We have implemented the following:

  1. Serial hashmap using separate chaining.
  2. Parallel implementation of (1) using chain-level locks.
  3. Sequential hashmap using cuckoo hashing.
  4. Sequential hashmap using cuckoo hashing with cache optimizations.
  5. Optimistic concurrent cuckoo hashmap. This implementation uses key version counters incremented using atomic instructions rather than mutexes for more fine grained parllelism. It also uses a modified path discovery/eviction policy that reduces false misses and allows for lower concurrent read latency during write conflicts.

Preliminary Results

 Implementation  20M Insert Time (Seconds)  20M Read Time (Seconds)
 C++11 Unordered Map  32.91  12.95
 Sequential Cuckoo  13.93  10.37
 Parallel (Bucket-Level) Separate Chaining with 48 Threads  3.50  1.47
 Optimistic Concurrent Cuckoo with 48 Threads  21.91  1.22

We have included preliminary results of our hashmap implementations above, running our test suite on an Intel Xeon E5645 CPU. As expected, the parallel bucket-level hashmap is faster than sequential implementations.
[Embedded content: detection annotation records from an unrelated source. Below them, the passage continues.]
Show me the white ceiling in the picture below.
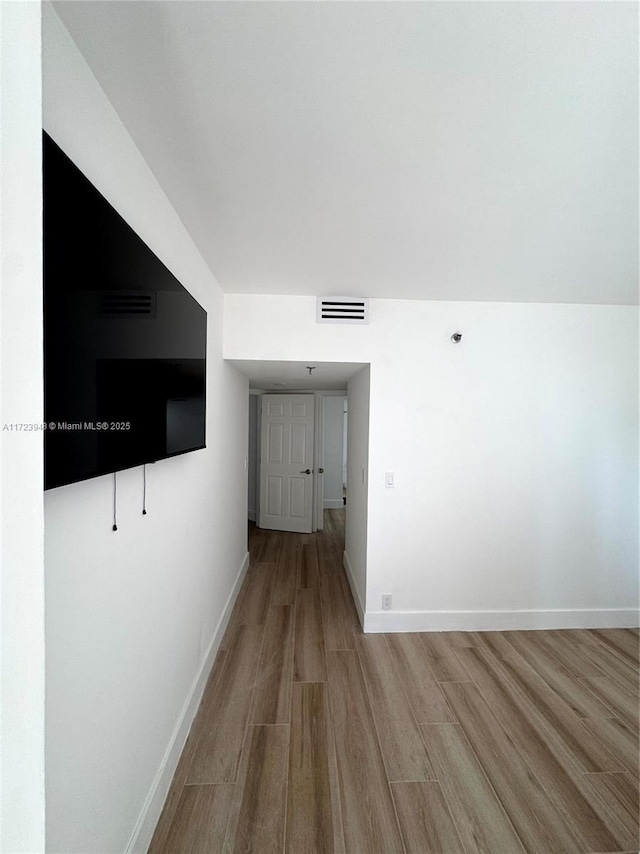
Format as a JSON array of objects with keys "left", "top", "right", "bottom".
[
  {"left": 54, "top": 0, "right": 638, "bottom": 304},
  {"left": 227, "top": 359, "right": 365, "bottom": 392}
]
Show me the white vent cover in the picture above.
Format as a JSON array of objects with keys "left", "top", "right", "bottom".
[{"left": 316, "top": 297, "right": 369, "bottom": 323}]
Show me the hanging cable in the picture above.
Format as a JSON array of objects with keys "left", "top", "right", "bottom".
[
  {"left": 142, "top": 463, "right": 147, "bottom": 516},
  {"left": 113, "top": 472, "right": 118, "bottom": 531}
]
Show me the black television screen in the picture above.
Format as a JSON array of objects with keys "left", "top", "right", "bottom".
[{"left": 43, "top": 132, "right": 207, "bottom": 489}]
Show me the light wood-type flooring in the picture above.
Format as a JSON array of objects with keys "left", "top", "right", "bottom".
[{"left": 150, "top": 510, "right": 639, "bottom": 854}]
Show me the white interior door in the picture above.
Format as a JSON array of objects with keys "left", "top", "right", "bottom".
[{"left": 259, "top": 394, "right": 314, "bottom": 534}]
One perhaps surprising result is that our optimistic concurrent cuckoo hashmap insertion is even slower than the sequential cuckoo hashmap. This is because the optimistic concurrent cuckoo hashmap is optimized for a read-heavy workload. We sacrifice insertion throughput but improve read throughput by minimizing the chances of concurrent read-write conflicts.

We have managed to implement most of what we originally planned to achieve by the end of the semester. However, to be fair, we believe that for versions (4) and (5), there are some performance bugs or implementation details that we may be missing that is preventing us from achieving even greater speedup. Specifically, we have not been able to achieve speedup by adding tags in (4) to improve cache locality and reduce pointer dereferences. (UPDATE: We have solved this issue!)

Presentation Plan

We will create a number of graphs to visualize our benchmarking results. These graphs will mostly show the performance of different key-value store implementations as we vary the percentage of read and write requests.

Current Issues

  1. It is difficult to debug optimizations when they pass our correctness tests but do not provide additional performance.
  2. We are having trouble finding easy-to-use and accurate tools to measure cache performance. We plan on looking into perf soon, but have not had a chance to do so yet.